I've noticed shortly after posting about my video game music stream, there's been a connection streaming for nearly 20 hours straight.

I can disconnect it, and figure it it's an actual person they'll reconnect after some time. But I suspect it may be a crawler that doesn't check robots.txt, doesn't have logic to abort if a request takes too long or has too many bytes, etc.

I know one crawler (Kennedy) publishes their IP addresses. Totally Legit Gemini Search doesn't but the description makes it sound like it doesn't fetch binary files anyway.

I'm going to make a note of the IP and disconnect - but if this is a crawler I'd really like to give the owner a heads-up.

Posted in: s/Geminispace

🎮 jprjr

Jan 26 · 3 months ago

7 Comments ↓

🎮 jprjr [OP] · Jan 26 at 20:49:

So after disconnecting - that IP started streaming the Vorbis URL, which is listed right after the MP3 URL that was previously streamed for 20 hours. So I'm now strongly suspecting this is a crawler that doesn't have good limits defined.

🎮 jprjr [OP] · Jan 26 at 21:00:

Figured it out. Used openssl s_client to connect on port 443 and pulled the domain from the returned certificate. Turns out that IP is also serving Gemini but under a different domain. And when you visit on Gemini - it's a search engine (alvus.nl)

So anyways, now I can hopefully try to get in contact and let them know.

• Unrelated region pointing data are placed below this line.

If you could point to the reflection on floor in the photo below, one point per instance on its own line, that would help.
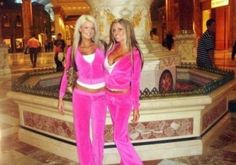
(221, 151)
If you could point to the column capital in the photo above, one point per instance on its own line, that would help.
(58, 10)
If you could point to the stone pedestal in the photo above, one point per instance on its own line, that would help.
(185, 45)
(4, 67)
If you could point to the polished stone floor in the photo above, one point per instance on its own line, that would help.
(221, 150)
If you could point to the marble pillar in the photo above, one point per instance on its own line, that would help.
(59, 22)
(135, 11)
(185, 39)
(4, 66)
(27, 19)
(157, 59)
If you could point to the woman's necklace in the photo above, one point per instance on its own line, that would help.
(116, 55)
(87, 49)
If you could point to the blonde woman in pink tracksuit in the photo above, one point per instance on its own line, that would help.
(123, 65)
(88, 97)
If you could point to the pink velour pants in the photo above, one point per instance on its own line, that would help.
(89, 107)
(120, 107)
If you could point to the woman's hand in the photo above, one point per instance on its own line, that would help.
(60, 106)
(136, 116)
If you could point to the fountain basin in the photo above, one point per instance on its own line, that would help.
(171, 125)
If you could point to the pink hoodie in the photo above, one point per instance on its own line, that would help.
(89, 73)
(126, 74)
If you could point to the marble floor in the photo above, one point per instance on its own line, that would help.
(221, 150)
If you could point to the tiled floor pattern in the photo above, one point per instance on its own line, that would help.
(222, 150)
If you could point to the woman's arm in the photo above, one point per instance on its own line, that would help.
(135, 79)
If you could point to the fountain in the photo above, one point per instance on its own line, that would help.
(173, 122)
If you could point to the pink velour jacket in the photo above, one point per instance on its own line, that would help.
(89, 73)
(126, 74)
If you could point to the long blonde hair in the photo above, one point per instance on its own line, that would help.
(130, 39)
(77, 36)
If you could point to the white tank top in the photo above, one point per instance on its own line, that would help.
(89, 57)
(108, 66)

🛸 bluesman · Jan 26 at 22:32:

I had a similar issue with the Alvus search engine. It connected to my streaming opus station for hours on end. When I kicked the connection, it immediately started indexing other pages on my capsule. That's a big download. I couldn't find any contact info so I posted about it and then blocked the IP.

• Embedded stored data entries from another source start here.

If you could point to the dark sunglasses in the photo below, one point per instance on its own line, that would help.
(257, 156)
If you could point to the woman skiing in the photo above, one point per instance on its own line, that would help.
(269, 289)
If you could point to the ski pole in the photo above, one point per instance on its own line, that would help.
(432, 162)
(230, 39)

🎮 jprjr [OP] · Jan 26 at 23:07:

@bluesman yeah, I did something a little more nefarious. If I get a request from that IP I return some gemtext saying that it's been blocked and why, with a link at the end.

Said link just returns the message again, with a new link - it goes on forever.

🛸 bluesman · Jan 26 at 23:38:

Ha! Nice. I'm just glad I caught it. It might still be going otherwise.

🚀 Remy · Jan 27 at 06:35:

I have seen the alvus.nl crawler on my gemini server. I tried the search engine, it was not working 2 days ago.

Here a some crawler ips seen on my gemini server:

193.70.85.11 lupa

23.88.52.182 tlgs

116.202.128.144 freeshell.de

64.149.155.184 135.148.41.168 kennedy

77.161.107.142 alvus.nl

There are more crawlers but I haven't identified them.

🚀 MikeK · Mar 09 at 04:32:

Alvus was easily 1/4 of the traffic on my site before I firewalled it. There was an 'observable gopher project' that had a similar level of requests on gopher before I blocked them too. Worst two by a long way.